Since \(\|R_\delta\|\leq 2\), by Theorem 3.2 of Part I of the book \({}^{(10)}\), we obtain that \(R_\delta\) converge as \(\delta\to 0\) to \(1\) on the subspace \((1-P_T)H\). Consequently,
\[ x_\delta-z=B_\delta f_\delta-z =B_\delta(f_\delta-f)+B_\delta f-z \]
\[ =B_\delta(f_\delta-f)+B_\delta T_1z-z =B_\delta(f_\delta-f)+R_\delta z-z\to 0 \quad\text{as }\delta\to 0, \]
since
\[ \|B_\delta(f_\delta-f)\|\leq \frac{1}{\sqrt{\delta}}\|f_\delta-f\| =\sqrt{\delta}\to 0, \]
and \(z\in(1-P_T)H\), and hence \(\|R_\delta z-z\|\to 0\) as \(\delta\to 0\).

In solving the well-posed problem (2), we proceeded from the fact that
\(f_\delta\in D(T^*)\). This restriction can be avoided by means of the following procedure.

Consider the equation
\[ (T^*T+\delta_1)y_\delta=T^*u_\delta,\qquad \delta_1=\|[(1+\delta TT^*)^{-1}-1]f_\delta\|, \tag{3} \]
where \(u_\delta\), in turn, satisfies the equation
\[ (1+\delta TT^*)u_\delta=f_\delta,\qquad f_\delta\in H;\qquad \|f_\delta-f\|\leq \delta,\quad f\in R(T), \tag{4} \]
\(f_\delta, f\) are given.

In this case it is obvious that \(T^*u_\delta\) exists for any \(f_\delta\in H\). Moreover,
\(\delta_1\to 0\) as \(\delta\to 0\), and
\[ \|u_\delta-f\|\leq \delta+\delta_1\to 0 \quad\text{as }\delta\to 0. \]
Indeed,
\[ \delta_1=\|[(1+\delta TT^*)^{-1}-1](f_\delta-f+f)\| \leq 2\delta+\|[(1+\delta TT^*)^{-1}-1]f\|\to 0 \quad\text{as }\delta\to 0, \]
and
\[ \|u_\delta-f\| =\|(1+\delta TT^*)^{-1}f_\delta-f_\delta+(f_\delta-f)\| \leq \|[(1+\delta TT^*)^{-1}-1]f_\delta\|+\delta =\delta_1+\delta. \]
Thus, in view of the preceding considerations, \(y_\delta-z\to 0\) as
\(\delta\to 0\).

Suppose now that \(H=L_2[R^n]\). Consider
\[ v_{\delta_1,\varepsilon} =\varepsilon^{-(n+2)/2}(R_{\delta_1}-1)(1-P_T)e^{-(x-\xi)^2/4\varepsilon}, \qquad x,\xi\in R^n, \]

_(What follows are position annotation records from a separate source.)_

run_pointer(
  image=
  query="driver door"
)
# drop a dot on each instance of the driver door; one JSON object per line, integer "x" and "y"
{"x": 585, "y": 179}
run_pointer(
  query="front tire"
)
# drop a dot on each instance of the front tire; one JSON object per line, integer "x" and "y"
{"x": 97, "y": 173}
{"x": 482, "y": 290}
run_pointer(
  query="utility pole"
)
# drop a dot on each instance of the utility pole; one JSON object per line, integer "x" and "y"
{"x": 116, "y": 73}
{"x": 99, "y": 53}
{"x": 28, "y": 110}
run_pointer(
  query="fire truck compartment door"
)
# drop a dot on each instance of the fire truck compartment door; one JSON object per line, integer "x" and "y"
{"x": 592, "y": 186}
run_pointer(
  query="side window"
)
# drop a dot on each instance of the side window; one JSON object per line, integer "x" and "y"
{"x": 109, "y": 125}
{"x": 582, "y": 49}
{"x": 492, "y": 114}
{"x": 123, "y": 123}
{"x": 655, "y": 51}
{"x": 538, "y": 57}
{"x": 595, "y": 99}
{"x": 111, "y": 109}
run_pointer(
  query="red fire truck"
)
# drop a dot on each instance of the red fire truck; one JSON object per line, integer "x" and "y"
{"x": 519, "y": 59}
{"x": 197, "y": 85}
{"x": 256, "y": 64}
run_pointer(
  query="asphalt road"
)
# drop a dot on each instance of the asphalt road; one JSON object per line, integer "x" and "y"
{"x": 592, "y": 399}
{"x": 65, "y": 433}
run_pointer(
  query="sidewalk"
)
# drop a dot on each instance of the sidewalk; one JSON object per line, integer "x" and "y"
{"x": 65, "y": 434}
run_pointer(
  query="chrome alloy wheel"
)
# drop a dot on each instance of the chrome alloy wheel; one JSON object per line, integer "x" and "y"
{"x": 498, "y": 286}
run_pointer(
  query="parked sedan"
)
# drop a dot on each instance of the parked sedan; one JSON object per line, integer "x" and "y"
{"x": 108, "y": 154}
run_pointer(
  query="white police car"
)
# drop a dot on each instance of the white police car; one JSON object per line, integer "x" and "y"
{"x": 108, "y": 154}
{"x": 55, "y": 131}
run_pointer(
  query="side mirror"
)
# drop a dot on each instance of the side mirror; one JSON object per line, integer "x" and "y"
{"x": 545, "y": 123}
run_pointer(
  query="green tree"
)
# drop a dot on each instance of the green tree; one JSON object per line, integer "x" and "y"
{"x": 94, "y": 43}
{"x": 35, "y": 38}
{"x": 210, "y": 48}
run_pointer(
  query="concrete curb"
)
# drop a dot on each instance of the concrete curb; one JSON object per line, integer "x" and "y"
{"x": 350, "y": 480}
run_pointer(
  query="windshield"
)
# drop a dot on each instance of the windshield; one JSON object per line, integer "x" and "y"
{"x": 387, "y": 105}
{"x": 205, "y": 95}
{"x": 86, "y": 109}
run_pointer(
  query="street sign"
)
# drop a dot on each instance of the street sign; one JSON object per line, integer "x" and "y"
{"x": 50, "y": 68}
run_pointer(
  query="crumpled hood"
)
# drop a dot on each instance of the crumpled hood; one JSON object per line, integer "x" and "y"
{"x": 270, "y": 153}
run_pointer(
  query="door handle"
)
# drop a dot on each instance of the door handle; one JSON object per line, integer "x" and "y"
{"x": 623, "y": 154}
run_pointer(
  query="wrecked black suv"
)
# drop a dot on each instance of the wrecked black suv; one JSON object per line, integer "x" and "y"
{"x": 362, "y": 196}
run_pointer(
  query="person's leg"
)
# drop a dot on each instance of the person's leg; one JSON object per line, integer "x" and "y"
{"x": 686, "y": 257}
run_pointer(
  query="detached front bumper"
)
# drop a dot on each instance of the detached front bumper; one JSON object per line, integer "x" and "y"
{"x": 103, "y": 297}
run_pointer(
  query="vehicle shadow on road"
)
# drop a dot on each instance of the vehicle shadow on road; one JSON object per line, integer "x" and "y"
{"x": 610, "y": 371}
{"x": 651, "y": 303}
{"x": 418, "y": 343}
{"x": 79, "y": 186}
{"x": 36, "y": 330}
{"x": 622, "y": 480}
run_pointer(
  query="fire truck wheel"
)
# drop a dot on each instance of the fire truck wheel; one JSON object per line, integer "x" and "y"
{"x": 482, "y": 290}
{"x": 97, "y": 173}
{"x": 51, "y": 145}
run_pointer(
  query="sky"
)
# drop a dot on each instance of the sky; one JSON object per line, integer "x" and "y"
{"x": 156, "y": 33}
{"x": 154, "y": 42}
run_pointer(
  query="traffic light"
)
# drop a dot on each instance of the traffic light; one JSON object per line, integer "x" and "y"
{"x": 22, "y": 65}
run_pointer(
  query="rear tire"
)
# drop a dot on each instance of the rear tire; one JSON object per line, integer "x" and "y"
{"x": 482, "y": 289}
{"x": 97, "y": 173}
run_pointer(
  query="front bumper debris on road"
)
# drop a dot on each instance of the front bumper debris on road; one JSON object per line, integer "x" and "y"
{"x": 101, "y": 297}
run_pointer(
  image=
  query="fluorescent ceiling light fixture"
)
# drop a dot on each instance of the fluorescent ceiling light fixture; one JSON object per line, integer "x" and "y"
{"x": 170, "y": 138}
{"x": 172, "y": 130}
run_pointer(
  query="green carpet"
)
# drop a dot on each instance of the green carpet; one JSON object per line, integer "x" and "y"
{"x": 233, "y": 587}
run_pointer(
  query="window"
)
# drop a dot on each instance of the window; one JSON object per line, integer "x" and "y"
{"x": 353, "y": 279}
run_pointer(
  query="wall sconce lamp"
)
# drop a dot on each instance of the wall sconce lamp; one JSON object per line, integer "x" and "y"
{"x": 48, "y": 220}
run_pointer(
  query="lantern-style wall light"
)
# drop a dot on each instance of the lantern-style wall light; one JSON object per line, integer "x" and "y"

i.e., \(v_{\delta_1,\varepsilon}\) satisfies the equation

\[ (\delta_1+T^{*}T)v_{\delta_1,\varepsilon} = \delta_1(1-P_T)e^{-(x-\xi)^2/4\varepsilon}\varepsilon^{-(n+2)/2}. \]

By what has been proved, for fixed \(\varepsilon\) the function \(v_{\delta_1,\varepsilon}\) tends to zero in norm as \(\delta_1\to0\). Consequently, there exists a function \(\varepsilon=\varepsilon(\delta_1)\to0\) as \(\delta_1\to0\) such that \(\varepsilon(\delta_1)>\delta_1^{\,2/(4+n)}\) and \(\|v_{\delta,\varepsilon(\delta_1)}\|\) is bounded above as \(\delta_1\to0\).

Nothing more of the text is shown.